Given min $x_1-4x_2+x_3$
s.t $x_1+2x_2+2x_3=-2$
$||x||^2\leq1$
(i)Given a KKT point of the problem above,must it be an optimal solution?
(ii) Find the optimal solution of the problem using KKT conditions.
for (i) taking the point $(0,-0.89,-0.11)$ we satisfy slater's condition and the objective function is convex and the first contrains is affine and second is convex with inequality. therefore a KKT point is optimal point.
for (ii) I know I just need to find 1 KKT point
$L(x,\lambda,\eta)=x_1-4x_2+x_3+\lambda(x_1+2x_2+2x_3+2)+\eta(x_1^2+x_2^2+x_3^2-1)$
(1) $\frac{\partial L}{\partial x_1}=1+\lambda+2\eta x_1 = 0$
(2) $\frac{\partial L}{\partial x_2}=-4+2\lambda+2\eta x_2 = 0$
(3) $\frac{\partial L}{\partial x_3}=1+2\lambda+2\eta x_3 = 0$
(4) $\lambda(x_1+2x_2+2x_3+2)=0$
(5) $\eta(x_1^2+x_2^2+x_3^2-1)=0$
(6) $(x_1+2x_2+2x_3+2)=0$
(7) $x_1^2+x_2^2+x_3^2-1\leq0$
if $\lambda=\eta=0$ we get from (1) that $1=0$ therefore not feasible
if $\lambda\neq0,\eta=0$ from (1) we get that $\lambda=-1$ and from (2) we get that $\lambda=2$ not feasible again.

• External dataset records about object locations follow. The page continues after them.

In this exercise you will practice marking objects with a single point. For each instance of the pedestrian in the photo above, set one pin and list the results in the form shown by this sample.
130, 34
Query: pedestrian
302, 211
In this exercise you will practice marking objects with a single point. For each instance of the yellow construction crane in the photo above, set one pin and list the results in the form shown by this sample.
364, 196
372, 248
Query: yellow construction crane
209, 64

if $\eta\neq0,\lambda=0$ we get from (1) and (3) that $x_1=x_3=\frac{-1}{2\eta}$ and $x_2=\frac{2}{\eta}$ plugging into (6) we get that $\eta=\frac{-5}{4}<0$ not possible because $\eta\geq0$ therefore not feasible again.

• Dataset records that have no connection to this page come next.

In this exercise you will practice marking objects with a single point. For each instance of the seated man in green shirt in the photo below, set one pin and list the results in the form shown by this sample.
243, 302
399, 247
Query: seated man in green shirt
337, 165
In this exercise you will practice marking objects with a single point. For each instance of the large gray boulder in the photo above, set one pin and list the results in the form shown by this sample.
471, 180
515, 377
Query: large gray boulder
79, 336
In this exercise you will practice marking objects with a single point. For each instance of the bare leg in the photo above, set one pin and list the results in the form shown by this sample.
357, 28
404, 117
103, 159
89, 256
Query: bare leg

if $\lambda,\eta\neq0$ from (2)-(3) we get $\frac{-5}{2\eta}+x_2=x_3$ and (2)-2*(1) we get that $\frac{-6}{4\eta}+\frac{1}{2}x_2=x_1$ plugging into (6) we get that $\frac{1}{\eta}=\frac{9}{13}x_2+\frac{4}{13}$ plugging all that we got into (5) we know that $x_1^2+x_2^2+x_3^2=1$ because $\eta\neq0$ and I get that $x_2=0.0503$ or $x_2=-0.764$ the second options is not feasible because $\eta\geq0$ and from the first one I don't get the right answer(checked in matlab)
I wonder what am I doing wrong here, any help please?
Opt vector is $(-0.5194,0.1074,-0.8478)$ opt val $-1.7969$
Best Answer
Something went wrong in this step. I put (5) into Wolfram Alpha and got $x_2 \approx 0.1074$ as one of the solutions.